Pr. Colombel : nous entendons beaucoup parler de maladies auto-immunes associées. C’est quelque chose que nous ne connaissons pas encore très bien et que nous voyons survenir sur le plan clinique lors d’association entre plusieurs maladies. Cela signifie qu’il y a une réaction du système immunitaire contre l’organisme et que l’on se détruit soi-même. C’est une mauvaise réaction du système immunitaire qui, au lieu de nous défendre, entraîne des manifestations nocives, soit au niveau digestif, soit au niveau d’un autre organe. Quand on a un terrain pour déclencher ces maladies auto-immunes, on peut en déclarer plusieurs à la fois, à titre d’exemple : la MC et la dermatite herpétiforme. Nous voyons beaucoup plus fréquemment des maladies de la thyroïde, mais également plus de diabètes de type 1.
Aujourd’hui, pour le diabète de type 1, les diabétologues recherchent systématiquement la présence d’une MC. Pourquoi est-ce le cas ? Il y a probablement dans nos gènes des gènes communs, c’est-à-dire des anomalies sur certains gènes qui prédisposent à un mauvais fonctionnement du système immunitaire et donc à avoir des associations possibles de plusieurs maladies.
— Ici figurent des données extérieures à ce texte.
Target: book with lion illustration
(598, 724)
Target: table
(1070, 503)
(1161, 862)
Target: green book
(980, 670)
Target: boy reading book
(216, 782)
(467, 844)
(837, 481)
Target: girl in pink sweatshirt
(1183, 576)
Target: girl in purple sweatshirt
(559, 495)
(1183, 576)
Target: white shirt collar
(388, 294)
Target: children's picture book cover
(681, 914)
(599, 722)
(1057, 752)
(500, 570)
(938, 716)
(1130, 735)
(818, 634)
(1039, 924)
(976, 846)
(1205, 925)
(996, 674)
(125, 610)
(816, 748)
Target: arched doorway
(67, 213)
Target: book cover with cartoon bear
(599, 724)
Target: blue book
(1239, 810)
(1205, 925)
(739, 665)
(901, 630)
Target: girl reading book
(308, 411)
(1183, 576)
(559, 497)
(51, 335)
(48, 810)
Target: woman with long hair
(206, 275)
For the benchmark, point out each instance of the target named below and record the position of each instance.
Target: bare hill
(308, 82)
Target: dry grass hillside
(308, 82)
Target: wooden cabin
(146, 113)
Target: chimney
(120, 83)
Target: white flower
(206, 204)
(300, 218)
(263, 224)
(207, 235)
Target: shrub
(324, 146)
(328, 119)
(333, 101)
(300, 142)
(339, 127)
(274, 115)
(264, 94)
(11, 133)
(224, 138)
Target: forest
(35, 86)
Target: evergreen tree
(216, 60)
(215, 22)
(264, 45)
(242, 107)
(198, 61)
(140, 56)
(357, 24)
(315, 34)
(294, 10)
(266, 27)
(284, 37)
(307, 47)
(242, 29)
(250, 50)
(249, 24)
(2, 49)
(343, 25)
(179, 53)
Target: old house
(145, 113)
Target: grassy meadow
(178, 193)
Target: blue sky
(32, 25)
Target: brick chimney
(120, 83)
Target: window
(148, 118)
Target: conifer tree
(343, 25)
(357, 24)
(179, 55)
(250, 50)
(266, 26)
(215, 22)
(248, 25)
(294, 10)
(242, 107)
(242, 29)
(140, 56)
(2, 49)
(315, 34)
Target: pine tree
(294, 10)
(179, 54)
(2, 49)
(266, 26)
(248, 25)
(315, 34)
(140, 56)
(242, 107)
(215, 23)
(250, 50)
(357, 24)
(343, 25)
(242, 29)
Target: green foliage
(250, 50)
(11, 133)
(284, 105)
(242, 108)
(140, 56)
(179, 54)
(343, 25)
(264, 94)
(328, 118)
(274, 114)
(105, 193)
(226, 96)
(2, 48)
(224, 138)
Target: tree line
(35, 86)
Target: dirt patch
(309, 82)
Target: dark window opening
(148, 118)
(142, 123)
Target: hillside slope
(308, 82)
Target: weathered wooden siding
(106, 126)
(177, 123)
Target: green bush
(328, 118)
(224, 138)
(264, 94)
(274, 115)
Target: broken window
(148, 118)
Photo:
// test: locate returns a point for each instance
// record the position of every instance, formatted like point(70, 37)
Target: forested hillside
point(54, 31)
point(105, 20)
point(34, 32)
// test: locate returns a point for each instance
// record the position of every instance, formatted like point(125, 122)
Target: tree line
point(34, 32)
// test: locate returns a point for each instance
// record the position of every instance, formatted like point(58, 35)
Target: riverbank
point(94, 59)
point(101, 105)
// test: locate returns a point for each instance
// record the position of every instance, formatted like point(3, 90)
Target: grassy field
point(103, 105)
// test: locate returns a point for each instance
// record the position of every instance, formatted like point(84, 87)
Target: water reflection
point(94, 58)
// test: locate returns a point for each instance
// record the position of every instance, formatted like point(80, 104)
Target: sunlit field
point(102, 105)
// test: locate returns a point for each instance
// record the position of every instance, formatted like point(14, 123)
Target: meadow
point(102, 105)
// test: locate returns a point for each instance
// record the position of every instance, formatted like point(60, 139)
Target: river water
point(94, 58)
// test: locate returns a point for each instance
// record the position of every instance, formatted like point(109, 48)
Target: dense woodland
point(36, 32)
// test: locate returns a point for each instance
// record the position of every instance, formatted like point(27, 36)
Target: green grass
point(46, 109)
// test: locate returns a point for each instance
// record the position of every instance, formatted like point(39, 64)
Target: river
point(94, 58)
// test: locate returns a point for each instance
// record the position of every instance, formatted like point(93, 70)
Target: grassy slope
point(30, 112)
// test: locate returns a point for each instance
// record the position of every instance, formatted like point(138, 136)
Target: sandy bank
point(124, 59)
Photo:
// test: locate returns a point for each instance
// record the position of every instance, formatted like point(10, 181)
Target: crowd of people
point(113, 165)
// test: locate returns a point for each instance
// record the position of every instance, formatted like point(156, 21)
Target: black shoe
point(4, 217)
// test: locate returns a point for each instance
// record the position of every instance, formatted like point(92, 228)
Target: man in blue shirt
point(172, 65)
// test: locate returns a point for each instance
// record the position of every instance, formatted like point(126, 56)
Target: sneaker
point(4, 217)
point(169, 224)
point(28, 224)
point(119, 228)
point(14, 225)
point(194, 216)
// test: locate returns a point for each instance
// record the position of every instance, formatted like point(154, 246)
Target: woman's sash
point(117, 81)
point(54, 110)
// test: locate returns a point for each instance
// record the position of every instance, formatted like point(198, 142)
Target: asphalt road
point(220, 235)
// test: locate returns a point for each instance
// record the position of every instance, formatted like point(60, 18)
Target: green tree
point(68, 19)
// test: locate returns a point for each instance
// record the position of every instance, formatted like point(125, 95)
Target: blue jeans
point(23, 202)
Le système immunitaire dysfonctionne pour des raisons génétiques, ce qui conduit à avoir des associations plus fréquentes chez les sujets prédisposés que par le simple hasard. L’exemple peut être aussi celui de la maladie de la thyroïde, voire de certaines maladies articulaires. Nous ne comprenons pas très bien pourquoi, mais pour la MC, l’association est attestée avec les maladies de la thyroïde, le diabète de type 1, les déficits en IgA et enfin avec la dermatite herpétiforme qui, pour cette dernière, fait vraiment partie du spectre de la maladie.